Ali found out that satire is potentially dangerous when in 2001 he hinted that the king’s summer palace at Skhirat was for sale. That earned him a four month prison sentence and a 300 Euro fine. Then, in May 2003, he received a three year prison sentence and a 2,000 Euro fine for lampooning the Royal Palace, and his publications were temporarily banned.

He served nine months before receiving a royal pardon in January 2004. There were other provocations too; an interview with the Israeli premier in 1998 and another with a senior figure in the Polisario Front.

In fact, it was the Western Sahara issue that caused the latest crisis. In 2005, he was sued by a pro-royalist Sahraoui movement for describing the inhabitants of the Saharaoui camps at Tindouf in Algeria as "refugees" rather than as "captives" - the official line in Morocco.
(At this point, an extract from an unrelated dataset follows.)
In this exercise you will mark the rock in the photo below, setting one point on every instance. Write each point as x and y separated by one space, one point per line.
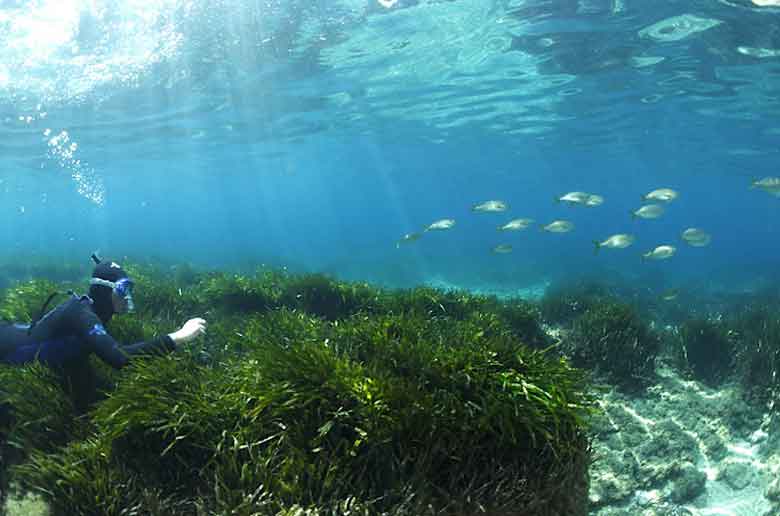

A court then banned him from publishing in Morocco for ten years and he left for Spain instead. It will be an indication of the current state of press freedom in Morocco to see how long his new satirical publication will survive, particularly as one of his close collaborators is to be the cartoonist, Khalid Gueddar, who received a four year suspended sentence in 2004 for "lack of respect" for the royal family and the national flag!



George Joffe is a research fellow at the Department of Politics and International Studies at the University of Cambridge and visiting professor of geography at Kings College, London, specialising in the Middle East.



Opinions expressed in this article remain those of the author and do not necessarily represent those of al-Araby al-Jadeed, its editorial board or staff.